Now the test is designed to have high power to detect a clinically relevant effect (usually .8 or .9). I happen to have chosen an extremely high power (.999) but the claim holds for any alternative that the test has high power to detect. The clinically relevant discrepancy, as he describes it, is one “we should not like to miss”, but obtaining a statistically significant result is not evidence we’ve found a discrepancy that big. (See also Senn’s post here.)
Supposing that it is, is essentially to treat the test as if it were:
H0:μ < 0 vs H1:μ > 4.96
This, he says, is “ludicrous”as it:
“would imply that we knew, before conducting the trial, that the treatment effect is either zero or at least equal to the clinically relevant difference. But where we are unsure whether a drug works or not, it would be ludicrous to maintain that it cannot have an effect which, while greater than nothing, is less than the clinically relevant difference.”(Senn, 2007, p. 201).
The same holds with H0:μ = 0 as null.
If anything, it is the lower confidence limit that we would look at to see what discrepancies from 0 are warranted. The lower .975 limit (if one sided) or .95 (if two-sided) would be 0 and .3, respectively. So we would be warranted in inferring from z:
μ > 0 or μ > .3.
- What does the severe tester say?
In sync with the confidence interval, she would say SEV(μ > 0)= .975 (if one sided), and would also note some other benchmarks, e.g., SEV(μ > .96)= .84.

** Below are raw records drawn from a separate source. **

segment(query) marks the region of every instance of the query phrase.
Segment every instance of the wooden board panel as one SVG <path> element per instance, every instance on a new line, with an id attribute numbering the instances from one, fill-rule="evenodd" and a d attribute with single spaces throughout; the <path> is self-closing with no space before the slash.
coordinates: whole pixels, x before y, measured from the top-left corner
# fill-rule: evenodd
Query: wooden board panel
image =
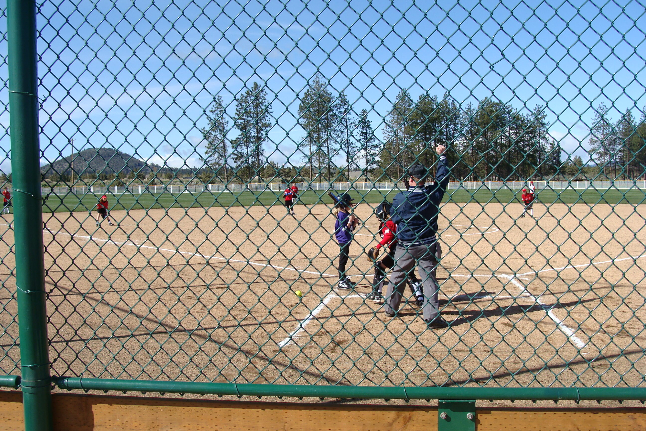
<path id="1" fill-rule="evenodd" d="M 183 400 L 55 394 L 56 431 L 434 431 L 423 406 Z M 644 408 L 477 408 L 477 431 L 646 431 Z M 0 391 L 0 430 L 22 431 L 22 394 Z"/>
<path id="2" fill-rule="evenodd" d="M 0 390 L 0 430 L 25 431 L 21 392 Z"/>

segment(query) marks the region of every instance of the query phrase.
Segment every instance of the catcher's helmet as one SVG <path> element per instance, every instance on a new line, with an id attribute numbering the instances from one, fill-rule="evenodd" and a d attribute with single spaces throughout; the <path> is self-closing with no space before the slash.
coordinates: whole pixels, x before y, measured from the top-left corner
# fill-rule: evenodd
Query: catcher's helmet
<path id="1" fill-rule="evenodd" d="M 346 207 L 349 207 L 352 205 L 352 201 L 354 198 L 351 197 L 348 193 L 344 193 L 341 196 L 339 196 L 339 202 L 337 203 L 337 206 L 342 207 L 345 208 Z"/>
<path id="2" fill-rule="evenodd" d="M 377 207 L 375 214 L 377 215 L 377 218 L 382 223 L 386 222 L 386 220 L 388 219 L 388 217 L 390 216 L 391 208 L 392 208 L 392 205 L 387 200 L 382 202 L 381 205 Z"/>

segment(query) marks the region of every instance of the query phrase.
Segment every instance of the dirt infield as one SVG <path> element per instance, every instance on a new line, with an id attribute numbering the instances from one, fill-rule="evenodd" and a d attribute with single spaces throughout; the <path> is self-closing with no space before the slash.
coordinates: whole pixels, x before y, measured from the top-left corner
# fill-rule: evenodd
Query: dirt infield
<path id="1" fill-rule="evenodd" d="M 46 215 L 53 373 L 238 383 L 639 386 L 646 370 L 642 207 L 447 204 L 443 314 L 366 301 L 377 231 L 355 232 L 355 291 L 335 291 L 329 207 Z M 10 219 L 0 226 L 0 324 L 17 350 Z M 299 298 L 294 292 L 304 293 Z M 407 292 L 407 293 L 408 293 Z"/>

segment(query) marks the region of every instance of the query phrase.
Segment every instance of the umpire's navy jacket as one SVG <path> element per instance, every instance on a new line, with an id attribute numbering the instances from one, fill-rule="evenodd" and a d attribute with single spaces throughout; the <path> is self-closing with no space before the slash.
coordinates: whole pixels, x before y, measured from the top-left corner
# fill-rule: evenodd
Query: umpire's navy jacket
<path id="1" fill-rule="evenodd" d="M 421 187 L 397 193 L 393 200 L 391 219 L 397 225 L 397 240 L 402 245 L 418 246 L 435 242 L 439 205 L 448 185 L 446 156 L 440 156 L 435 181 Z"/>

Equally important for her is a report of what is poorly warranted. In particular the claim that the data indicate
μ > 4.96
would be wrong over 99% of the time!
Of course, I would want to use the actual result, rather than the cut-off for rejection (as with power) but the reasoning is the same, and here I deliberately let the outcome just hit the cut-off for rejection.
- The (type1,2 error probability) trade-off vanishes
Notice what happens if we consider the “real type 1 error” as Pr(H0 |z0)
Since Pr(H0 |z0) decreases with increasing power, it decreases with decreasing type 2 error. So we know that to identify “type 1 error” and Pr(H0 |z0) is to use language in a completely different way than the one in which power is defined. For there we must have a trade-off between type 1 and 2 error probabilities.
The conclusion is that using size and power as likelihoods is a bad idea for anyone who wants to assess the comparative evidence by likelihoods. It’s true that the error statistician is not in the business of making inferences to point values, nor to comparative appraisals of different point hypotheses (much less do we wish to be required to assign priors to the point hypotheses). Criticisms often start out forming these ratios and then blaming the “tail areas” for exaggerating the evidence against. We don’t form those ratios. My point here, though, is that this gambit serves very badly for a Bayes ratio or likelihood assessment.
Likelihood is a “fit” measure, “power” is not. (Power is a “capacity” measure.)
Send any corrections, I was just scribbling this….
Senn, S. (2007), Statistical Issues in Drug Development. Wiley.